From Einstein to present day, the common direction
and evolution of thought seems evident here, if somewhat profound. We sense
existence evolving, and we think we are only here, yet it may be that the
past and future exist as real as each single moment we experience, and
thus we are simultaneously in our past and in our future, experiencing
each individual moment as if each is the only one, even though all exist.
One might be led to wonder about the landscape
of this timeless universe, and this question is in fact what led me to
a study of the infinite and allowed me to develop the theories presented
here. Actually, for myself, it is not merely a study of possibilities,
but rather, a study of actualities, and I work to understand why certain
places in a forever existence are distinct and yet unified to construct what we call time.
First I will present ultimate boundaries that
exist and shape the aggregate possible realm and in so doing forge a theory
to explain why time has a direction and why the universe expands.
I propose that absolute flat space is the ultimate balance point, making
it an ultimate attractor within state space. In science, there is a known
but not fully understood point of absolute zero that is common to all physical
properties. This ultimate point in nature is a zero mass, zero temperature,
zero curvature (flat space), and a zero time. As I shall explain, this
zero is the great attractor that begins and ends time.
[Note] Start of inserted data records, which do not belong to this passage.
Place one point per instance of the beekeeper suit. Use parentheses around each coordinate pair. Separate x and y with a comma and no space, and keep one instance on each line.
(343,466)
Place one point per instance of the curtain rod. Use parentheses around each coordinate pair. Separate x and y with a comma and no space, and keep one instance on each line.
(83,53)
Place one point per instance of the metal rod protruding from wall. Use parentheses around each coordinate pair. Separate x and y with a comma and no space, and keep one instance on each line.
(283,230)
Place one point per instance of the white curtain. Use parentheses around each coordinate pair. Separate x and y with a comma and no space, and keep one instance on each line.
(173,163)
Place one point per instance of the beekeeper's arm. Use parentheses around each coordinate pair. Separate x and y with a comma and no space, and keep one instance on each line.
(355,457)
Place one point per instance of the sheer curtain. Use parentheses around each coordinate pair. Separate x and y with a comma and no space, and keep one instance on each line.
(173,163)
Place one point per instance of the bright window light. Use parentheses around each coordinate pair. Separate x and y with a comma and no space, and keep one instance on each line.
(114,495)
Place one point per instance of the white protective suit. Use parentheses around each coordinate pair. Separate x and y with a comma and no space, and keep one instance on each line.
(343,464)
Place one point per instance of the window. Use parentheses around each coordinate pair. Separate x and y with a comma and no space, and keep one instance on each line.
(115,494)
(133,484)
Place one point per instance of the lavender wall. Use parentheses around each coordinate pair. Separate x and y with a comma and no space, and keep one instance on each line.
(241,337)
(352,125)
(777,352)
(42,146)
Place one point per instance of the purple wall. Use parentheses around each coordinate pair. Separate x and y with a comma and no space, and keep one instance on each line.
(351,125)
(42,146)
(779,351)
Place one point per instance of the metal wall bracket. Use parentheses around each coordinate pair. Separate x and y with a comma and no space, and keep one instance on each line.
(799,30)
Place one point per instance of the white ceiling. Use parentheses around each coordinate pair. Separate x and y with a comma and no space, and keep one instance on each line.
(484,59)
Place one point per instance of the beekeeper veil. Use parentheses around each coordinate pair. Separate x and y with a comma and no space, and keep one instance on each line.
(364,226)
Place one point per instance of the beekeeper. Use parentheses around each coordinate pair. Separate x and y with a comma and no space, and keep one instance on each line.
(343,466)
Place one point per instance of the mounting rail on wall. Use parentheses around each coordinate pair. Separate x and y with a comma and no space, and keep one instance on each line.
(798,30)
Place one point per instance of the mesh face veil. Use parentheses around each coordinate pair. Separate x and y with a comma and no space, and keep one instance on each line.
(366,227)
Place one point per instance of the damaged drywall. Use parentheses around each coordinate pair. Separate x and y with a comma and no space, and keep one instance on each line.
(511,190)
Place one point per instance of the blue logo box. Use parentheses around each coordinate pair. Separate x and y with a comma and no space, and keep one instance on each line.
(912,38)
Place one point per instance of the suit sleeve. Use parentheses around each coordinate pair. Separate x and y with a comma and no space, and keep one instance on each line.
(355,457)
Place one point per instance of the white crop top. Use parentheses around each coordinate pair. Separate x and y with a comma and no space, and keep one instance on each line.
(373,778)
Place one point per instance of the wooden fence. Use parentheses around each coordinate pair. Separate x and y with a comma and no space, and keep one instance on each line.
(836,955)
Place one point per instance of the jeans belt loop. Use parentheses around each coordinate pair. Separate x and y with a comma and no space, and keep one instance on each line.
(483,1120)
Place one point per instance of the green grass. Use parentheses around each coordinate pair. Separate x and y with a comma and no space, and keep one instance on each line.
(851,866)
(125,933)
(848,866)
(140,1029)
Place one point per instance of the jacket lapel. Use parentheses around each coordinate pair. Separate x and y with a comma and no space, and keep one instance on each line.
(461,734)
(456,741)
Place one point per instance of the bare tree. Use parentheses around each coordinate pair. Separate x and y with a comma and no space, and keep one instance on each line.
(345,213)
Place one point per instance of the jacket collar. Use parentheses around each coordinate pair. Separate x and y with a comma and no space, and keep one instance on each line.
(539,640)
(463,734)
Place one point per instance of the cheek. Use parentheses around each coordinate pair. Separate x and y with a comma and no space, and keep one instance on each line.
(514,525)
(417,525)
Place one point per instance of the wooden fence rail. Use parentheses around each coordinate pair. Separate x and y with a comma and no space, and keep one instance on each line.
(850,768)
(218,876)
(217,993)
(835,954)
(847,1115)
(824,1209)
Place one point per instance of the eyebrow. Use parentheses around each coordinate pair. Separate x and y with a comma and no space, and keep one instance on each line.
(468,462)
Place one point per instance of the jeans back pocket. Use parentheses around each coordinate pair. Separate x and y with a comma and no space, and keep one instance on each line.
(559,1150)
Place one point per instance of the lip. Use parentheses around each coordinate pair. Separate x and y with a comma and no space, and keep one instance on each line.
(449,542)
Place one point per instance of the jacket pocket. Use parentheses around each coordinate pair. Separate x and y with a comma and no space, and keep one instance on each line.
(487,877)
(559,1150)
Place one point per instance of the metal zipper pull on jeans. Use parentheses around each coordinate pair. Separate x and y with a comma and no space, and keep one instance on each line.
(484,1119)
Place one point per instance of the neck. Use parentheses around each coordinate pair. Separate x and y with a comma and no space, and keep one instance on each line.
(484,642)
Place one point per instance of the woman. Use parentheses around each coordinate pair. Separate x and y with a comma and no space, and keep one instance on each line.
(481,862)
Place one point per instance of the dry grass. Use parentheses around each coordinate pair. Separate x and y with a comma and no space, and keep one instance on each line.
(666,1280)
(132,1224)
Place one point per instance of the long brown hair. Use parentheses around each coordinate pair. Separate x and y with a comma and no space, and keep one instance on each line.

This website has been written for the average
reader and a scientific background is helpful, but not mandatory. My ability
to explain my theories has greatly improved over the years. I was happy
to find that Scientific American had placed a link to my site in their
April online issue. In addition to hundreds of non-scientists, I have had
several scientists around the world contact me and voice their approval
of my work, though generally the theory has not yet been recognized or
published by any scientific media.
In explaining ideas, I am fortunate that my
work can sometimes be related to similar directions of thought of Stephen
Hawking and some of the terminology was adopted from Stuart Kauffman's
exciting work. Clearly what I propose has some relationship to the well
known theories of the late Richard Feynman. Much of what follows I believe
contributes to the pool of ideas brought about by the No Boundary Proposal,
and Feynman's Sum Over Histories Theory.
One part of my theory, undoubtedly my most important
theory or proposal, is the recognition that rather than ordered and disordered states,
there are two opposite directions of increasing order in nature. This theory
clearly relates to the concept of Implicate Order proposed by David
Bohm to explain the nature of quantum mechanics. Essentially I explain
distinctions between what I call Grouping Order and Symmetry
Order. The surprising recognition is that the order of each increases
in opposite directions, and thus the order of one is the disorder of the
other. Consequently it becomes necessary to divide what we ordinarily consider
to be simply order into two distinct contrasting types or directions. This
I insist is a good hard scientific law which has a great impact on our
present comprehension of nature.
I hope you enjoy the tour. I know it may seem
to a few that we are not ready to look outward beyond known physical laws
and visible galaxies into worlds we can only imagine. But having been there
I know the truth is that our apprehension of the infinite is why we have
not yet made sense of the big picture. Our tendency to leave the greater
world unexplored, is the reason we have yet to understand why there
are stars and galaxies, or why all of space is expanding, or why
the universe is so highly ordered and systematic. It can be discovered
that the infinite universe has a shape, a shape that relates intimately
to ourselves, and to the elementary physics of our spacetime universe.